For upgrades, the TeamCity Operator can perform a quick update with downtime or run an orchestrated, zero-downtime upgrade process, keeping at least one TeamCity node available while switching versions behind the scenes
These workflows go far beyond what a Helm chart can reliably encode.
Configuration as code with the TeamCity Operator, Terraform, and the Kotlin DSL
The TeamCity Operator is focused on life cycle and cluster-level configuration. It gives you a running TeamCity instance but intentionally leaves higher-level configuration to other tools.
You can combine it with:
- The Terraform Provider for TeamCity for managing server-level settings, cleanup rules, VCS roots, project templates, and other global configuration elements.
- The Kotlin DSL or YAML for per-project build configurations.
Together, these create a complete and consistent code-driven setup:
- The TeamCity Operator installs, scales, upgrades, and tears down TeamCity.
- Terraform configures global server behavior.
- The Kotlin DSL or YAML defines the builds themselves.
This allows you to manage every part of TeamCity with code and keep the configuration fully version-controlled.
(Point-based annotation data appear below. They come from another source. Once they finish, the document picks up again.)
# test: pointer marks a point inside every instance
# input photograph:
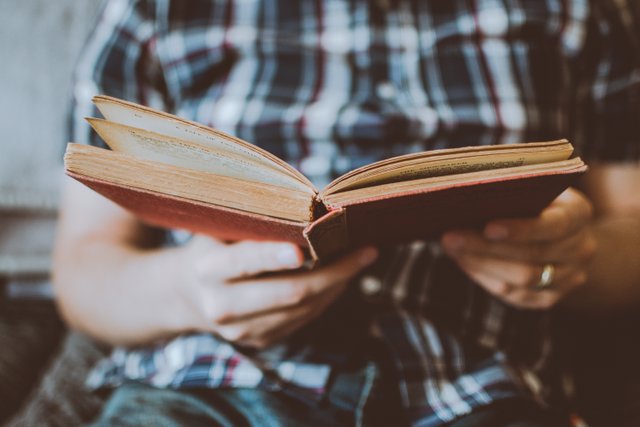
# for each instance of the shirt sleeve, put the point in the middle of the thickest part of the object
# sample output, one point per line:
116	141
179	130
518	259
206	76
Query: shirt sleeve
610	125
117	60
Why use the TeamCity Operator?
To put it simply, the TeamCity Operator offers a hassle-free way to run TeamCity in Kubernetes.
It gives you:
- A minimal starting manifest for quick setups.
- An extended manifest for more advanced installations.
- An automated life cycle that reduces the risk of misconfiguration.
- Consistent behavior across environments.
- A path toward a fully code-driven, reproducible CI/CD infrastructure.
If you’re running TeamCity as part of your CI/CD setup (especially in a Kubernetes-heavy environment), the TeamCity Operator helps take some of the pressure off. It reduces your day-to-day workload and makes long-term maintenance much easier.
What’s next
We’re preparing official documentation to accompany the TeamCity Operator. In the meantime, you can explore the GitHub repository, which includes solid documentation in the README.
For now, the GitHub repository includes examples and technical notes, and we’ll expand them over time. We also plan to publish migration guides and usage examples, particularly around combining the TeamCity Operator with Terraform and the Kotlin DSL.